According to central banks’ digital currencies, or CBDCs, blockchain technology is not required, according to executives from major European central banks.
Thomas Moser, alternate board member of the Swiss central bank, and Martin Dell of the Deutsche Bundesbank discussed the state of the central bank’s digital currencies at the European Blockchain Virtual 2020 conference on 21 September.
During an online discussion, it seems that Diehl and Moser agree that global retail CBDC projects do not need blockchain, for a number of reasons.
Moser said that the most important use cases for blockchain are focused on giving trust when the company does not have a central party. “Like Bitcoin, I think this is a very good use case for blockchain,” said the CEO.
However, the expert further said that the involvement of the central bank makes it unnecessary to use the central bank’s retail currencies since the trust is given by the central party. Moser sa:
But if you have a central bank, it is a central party. And if you trust this central party, then I do not think it is easy to think that you need a blockchain. ”

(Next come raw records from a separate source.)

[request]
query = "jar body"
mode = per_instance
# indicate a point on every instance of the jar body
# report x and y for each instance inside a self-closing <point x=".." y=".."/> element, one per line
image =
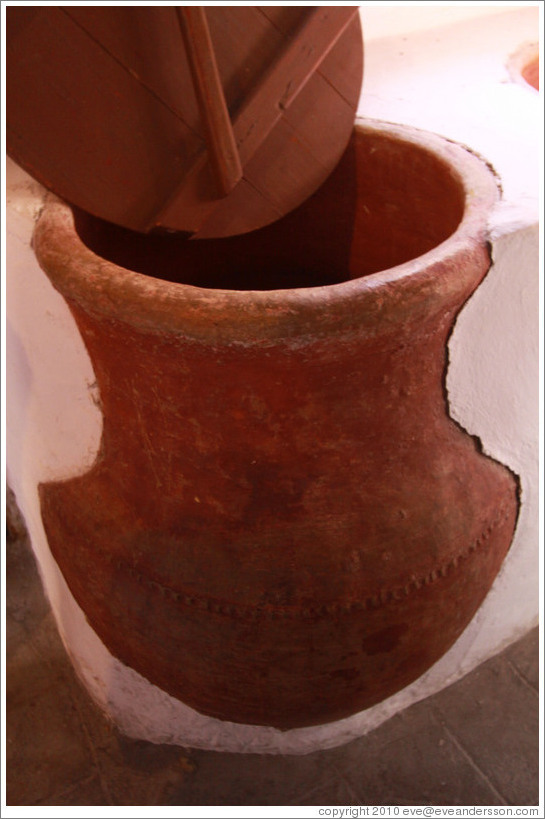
<point x="283" y="526"/>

Speaking to Cointelegraph, Moser stressed that blockchain can still be useful to CBDC wholesalers. Unlike digital currencies for central banks, the central bank’s digital currencies are limited to commercial banks, clearing houses or other organizations that will normally have access to central bank reserves. According to a study by R3, a large blockchain company, as of May 2020, cryptocurrency production was only carried out with wholesale digital currencies.

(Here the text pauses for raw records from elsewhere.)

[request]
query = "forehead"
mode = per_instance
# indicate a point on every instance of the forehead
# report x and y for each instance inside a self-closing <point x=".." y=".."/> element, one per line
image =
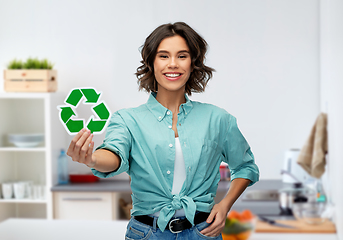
<point x="173" y="44"/>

Moser also indicated that he is working on research work to propose commercial coins for live streaming without retail. According to Moser, the upcoming CBDC project will preserve the privacy of transactions – the main function of cash – through the use of blind signature technology, not blockchain. According to the headline, the article was written with cryptography and technology expert David Cham and Christian Grothoff.
Diehl, head of payment system analysis at the Deutsche Bundesbank, noted that blockchain technology is not important to the CBDC, citing examples of two major CBD initiatives such as the Chinese digital yuan and the e-krone for Sweden. “Neither the Swedish Riksbank nor the People’s Bank of China seem to use blockchain, so there is no need for a blockchain,” said the CEO.
Deal also noted that there is no point in implementing generic or unauthorized blockchains for CBDC systems. By offering a network of major cryptocurrencies such as Bitcoin (BTC) and Ether (ETH), the public blockchain can not be owned by any central party and is completely open to anyone who can join and participate. “I can not imagine unauthorized use of blockchain in formal blockchain transactions,” Deal said.
As reported, the Chinese digital currency, also known as digital yuan or digital currency electronic payment (DCEP), does not use blockchain technology. However, according to Cypherium CEO Sky Guo, DCEP was able to implement the infrastructure for China’s national blockchain project, the Blockchain Service Network.